Putusan MK, kata dia, merupakan peneguhan suara dan kehendak rakyat.

"Rakyat sudah memutuskan dan telah diteguhkan lewat jalur konstitusi dalam jalan bangsa yang beradab dan berbudaya," ujar Jokowi.


Dalam sidang putusan sengketa Pilpres 2019 yang dibacakan hari ini sejak pukul 12.30- 21.16 WIB, Mahkamah Konstitusi menolak permohonan yang dilayangkan paslon nomor urut 02 Prabowo-Sandiaga Uno.
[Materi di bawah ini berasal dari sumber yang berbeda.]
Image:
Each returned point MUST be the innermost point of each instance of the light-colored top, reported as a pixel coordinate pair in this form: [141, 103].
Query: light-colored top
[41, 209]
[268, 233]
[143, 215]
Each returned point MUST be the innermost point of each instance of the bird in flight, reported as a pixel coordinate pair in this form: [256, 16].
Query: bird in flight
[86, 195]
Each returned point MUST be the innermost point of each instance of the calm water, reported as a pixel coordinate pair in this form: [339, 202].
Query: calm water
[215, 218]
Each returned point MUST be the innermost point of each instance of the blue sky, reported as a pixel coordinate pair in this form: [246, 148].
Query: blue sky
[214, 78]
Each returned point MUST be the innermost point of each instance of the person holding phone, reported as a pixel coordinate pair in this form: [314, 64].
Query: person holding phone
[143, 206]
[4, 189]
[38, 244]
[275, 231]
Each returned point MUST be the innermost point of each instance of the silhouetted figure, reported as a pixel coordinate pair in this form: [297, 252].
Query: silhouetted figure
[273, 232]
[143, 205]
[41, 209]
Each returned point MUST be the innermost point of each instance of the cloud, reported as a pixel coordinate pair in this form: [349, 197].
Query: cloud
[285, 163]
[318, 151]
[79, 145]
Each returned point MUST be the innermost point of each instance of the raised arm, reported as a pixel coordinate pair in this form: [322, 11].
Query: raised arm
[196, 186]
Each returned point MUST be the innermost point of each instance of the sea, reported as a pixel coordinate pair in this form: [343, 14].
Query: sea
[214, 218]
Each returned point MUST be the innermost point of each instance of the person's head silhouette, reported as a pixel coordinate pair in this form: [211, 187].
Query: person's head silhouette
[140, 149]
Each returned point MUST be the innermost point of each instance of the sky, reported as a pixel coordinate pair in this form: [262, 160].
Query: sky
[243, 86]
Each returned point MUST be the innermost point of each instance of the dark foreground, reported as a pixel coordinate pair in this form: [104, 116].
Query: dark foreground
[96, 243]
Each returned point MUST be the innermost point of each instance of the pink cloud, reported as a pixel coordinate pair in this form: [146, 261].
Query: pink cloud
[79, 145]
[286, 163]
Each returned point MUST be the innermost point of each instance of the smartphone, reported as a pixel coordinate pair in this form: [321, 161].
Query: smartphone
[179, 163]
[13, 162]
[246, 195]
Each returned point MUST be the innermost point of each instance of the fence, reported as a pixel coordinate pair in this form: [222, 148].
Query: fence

"Amar putusan mengadili, menyatakan dalam eksepsi, menolak eksepsi termohon dan pihak terkait untuk seluruhnya. Dalam pokok permohonan, menolak permohonan pemohon untuk seluruhnya," demikian putusan mahkamah yang dibacakan Ketua Mahkamah Konstitusi (MK) Anwar Usman dalam sidang di Gedung MK, Jakarta, Kamis (27/6) malam.

Permohonan Sidang sengketa Pilpres yang dilayangkan kubu Prabowo-Sandi diregister MK dengan nomor 01/PHPU-PRES/XVII/2019. Kubu Prabowo-Sandi yang menuding telah ada kecurangan bersifat terstruktur, sistematis, dan masif (TSM) dalam pelaksanaan pemilu. Dalam sidang sengketa Pilpres ini Komisi Pemilihan Umum (KPU) menjadi pihak termohon, paslon nomor urut 01 Jokowi-Ma'ruf menjadi pihak terkait, dan Bawaslu RI hanya menjadi pihak pemberi keterangan.